Three Ingestion Patterns: Full Refresh, Incremental, and CDC

Choosing how to ingest data is one of the first decisions in a pipeline — and one where the wrong choice creates problems that compound over time. There are three fundamental patterns, each with different tradeoffs in simplicity, latency, and correctness.

Pattern 1: Full Refresh

Full refresh means truncating the destination and reloading all source data on every run.

TRUNCATE destination_table;
INSERT INTO destination_table SELECT * FROM source;

When it works well:

The source table is small enough to reload completely within your scheduling window
The source doesn't expose change tracking (no updated_at, no CDC logs)
You need guaranteed consistency — no partial states, no missed deletes

The appeal: simplicity and correctness. There's no logic for detecting what changed. The destination always reflects the exact current state of the source. Rerunning the job produces the same result (it's inherently idempotent).

The problem at scale: if the source table has 100M rows, you're moving 100M rows every run. This becomes expensive in compute, in network transfer, and in time.

Full refresh is the right default for small-to-medium mutable tables where tracking changes is more complex than the reload cost. When the reload cost becomes unacceptable, you move to incremental.

Pattern 2: Incremental Loading

Incremental loading processes only the rows that have changed since the last run, typically identified by a watermark column.

INSERT INTO destination_table
SELECT * FROM source
WHERE updated_at > (SELECT MAX(updated_at) FROM destination_table);

When it works well:

The source has a reliable updated_at or created_at column
The table is too large to reload fully
Deletes are rare or unimportant

The problems:

Watermark reliability.

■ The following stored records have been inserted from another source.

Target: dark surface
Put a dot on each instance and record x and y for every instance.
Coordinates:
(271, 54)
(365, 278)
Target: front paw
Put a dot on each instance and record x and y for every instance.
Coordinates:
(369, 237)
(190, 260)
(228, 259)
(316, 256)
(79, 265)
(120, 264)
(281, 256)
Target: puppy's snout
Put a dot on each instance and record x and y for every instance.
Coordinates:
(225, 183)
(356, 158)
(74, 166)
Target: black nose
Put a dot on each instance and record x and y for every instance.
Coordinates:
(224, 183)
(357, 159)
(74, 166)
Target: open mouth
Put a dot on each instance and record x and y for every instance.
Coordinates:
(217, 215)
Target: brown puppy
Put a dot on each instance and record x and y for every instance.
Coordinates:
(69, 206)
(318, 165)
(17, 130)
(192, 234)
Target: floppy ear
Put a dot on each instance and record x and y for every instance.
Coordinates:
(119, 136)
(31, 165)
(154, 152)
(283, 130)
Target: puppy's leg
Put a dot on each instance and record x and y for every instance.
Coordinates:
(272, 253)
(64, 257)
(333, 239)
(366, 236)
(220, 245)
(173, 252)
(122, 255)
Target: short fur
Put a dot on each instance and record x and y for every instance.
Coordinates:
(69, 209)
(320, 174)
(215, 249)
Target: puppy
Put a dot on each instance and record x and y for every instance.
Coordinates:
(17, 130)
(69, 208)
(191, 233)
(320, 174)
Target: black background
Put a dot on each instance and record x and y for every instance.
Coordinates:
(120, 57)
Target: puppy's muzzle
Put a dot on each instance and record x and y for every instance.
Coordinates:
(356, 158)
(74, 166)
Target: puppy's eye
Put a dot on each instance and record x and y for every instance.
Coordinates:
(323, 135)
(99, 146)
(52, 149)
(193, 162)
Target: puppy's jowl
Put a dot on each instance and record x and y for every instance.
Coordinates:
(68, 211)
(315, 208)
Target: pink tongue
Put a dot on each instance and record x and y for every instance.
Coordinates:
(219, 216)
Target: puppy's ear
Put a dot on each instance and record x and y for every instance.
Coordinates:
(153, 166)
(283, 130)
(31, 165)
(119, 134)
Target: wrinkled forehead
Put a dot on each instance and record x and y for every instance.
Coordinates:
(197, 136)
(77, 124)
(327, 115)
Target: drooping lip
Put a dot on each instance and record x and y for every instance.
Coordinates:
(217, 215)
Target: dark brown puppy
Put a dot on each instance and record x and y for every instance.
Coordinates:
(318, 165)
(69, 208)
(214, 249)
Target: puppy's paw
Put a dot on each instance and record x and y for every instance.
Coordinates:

If updated_at is not maintained consistently by the source system (rows updated without touching the column, or with clock skew), you silently miss changes. This is the most common failure mode.

Deletes are invisible. If a row is deleted from the source, it remains in the destination indefinitely. Full refresh handles deletes automatically; incremental does not.

Late-arriving data. Events that arrive with a timestamp before the watermark will be missed. A common fix is a lookback window — always reprocess the last N hours/days — at the cost of some redundant processing.

Incremental loading requires trusting the watermark column. Before adopting it, verify that the source actually maintains it correctly.

Pattern 3: Change Data Capture (CDC)

CDC captures changes at the database level, reading from the transaction log (binlog in MySQL, WAL in PostgreSQL) rather than querying the table directly.

Every INSERT, UPDATE, and DELETE is captured as an event and streamed to the destination.

When it works well:

You need low-latency data (minutes, not hours)
You need to capture deletes
The source database can expose its transaction log
You have the infrastructure to run a CDC connector

The advantages over incremental:

No watermark column required — changes are captured at the database level
Deletes are captured as explicit events
Near real-time latency with continuous streaming

The cost:

Requires infrastructure: a CDC connector (Debezium, Airbyte CDC, Fivetran) and typically a message broker (Kafka)
Source database must have binlog/WAL enabled and the connector must have appropriate permissions
Operational complexity: monitoring replication lag, handling connector failures, managing schema changes in the log

CDC is justified when you genuinely need near-real-time data or must capture deletes. It's overkill for most analytical pipelines.

Choosing by Data Nature

The right pattern follows from the nature of the data, not the capabilities of your tools:

Data characteristic	Right pattern
Small table, any size	Full refresh
Large table, reliable `updated_at`, deletes unimportant	Incremental
Large table, deletes matter, low latency required	CDC
Append-only events	Incremental (append) — no watermark needed

A common mistake: choosing incremental because it sounds more efficient, without verifying that the watermark is reliable. Full refresh with a reliable result is better than incremental with silent data loss.

A Note on Append-Only Tables

Event tables (payments, clicks, log entries) are a special case: they only accumulate new rows, never update or delete. For these, incremental loading with id > MAX(id) or created_at > last_run is straightforward and reliable — there's no risk of missing updates because updates don't happen.

This is why it makes sense to treat entity data and event data differently at the ingestion layer: the right write strategy differs for each.

The Takeaway

Start with full refresh for small tables. Move to incremental when the reload cost becomes a real constraint, but verify the watermark. Add CDC only when near-real-time or delete capture is a genuine requirement. Don't adopt complexity preemptively — the simpler pattern is often the more reliable one.